Discrete breathers in nonlinear magnetic metamaterials

TL;DR

This paper investigates discrete breather excitations in nonlinear magnetic metamaterials composed of split-ring resonators, analyzing their formation, properties, and potential for localized magnetic effects in THz and optical frequencies.

Contribution

It introduces a model for one-dimensional nonlinear magnetic metamaterials and explores the existence, characteristics, and dynamics of discrete breathers within this system.

Findings

Discrete breathers can form in nonlinear magnetic metamaterials.

Breathers exhibit mobility and can create magnetization domain walls.

The study characterizes both energy-conserved and dissipative breather states.

Abstract

Magnetic metamaterials composed of split-ring resonators or $U-$type elements may exhibit discreteness effects in THz and optical frequencies due to weak coupling.

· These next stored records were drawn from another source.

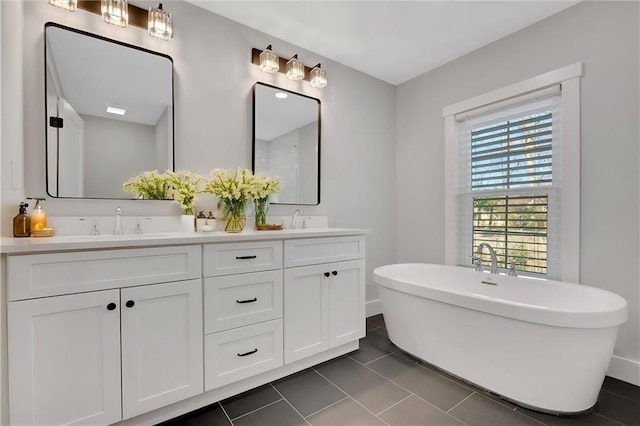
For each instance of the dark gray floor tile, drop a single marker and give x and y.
(308, 392)
(618, 408)
(211, 415)
(414, 411)
(371, 326)
(367, 352)
(590, 419)
(277, 414)
(478, 410)
(621, 388)
(250, 400)
(377, 320)
(369, 389)
(431, 387)
(378, 337)
(345, 412)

We consider a model one-dimensional metamaterial formed by a discrete array of nonlinear split-ring resonators with each ring interacting with its nearest neighbours. On-site nonlinearity and weak coupling among the individual array elements result in the appearence of discrete breather excitations or intrinsic localized modes, both in the energy-conserved and the dissipative system. We analyze discrete single and multibreather excitations, as well as a special breather configuration forming a magnetization domain wall and investigate their mobility and the magnetic properties their presence induces in the system.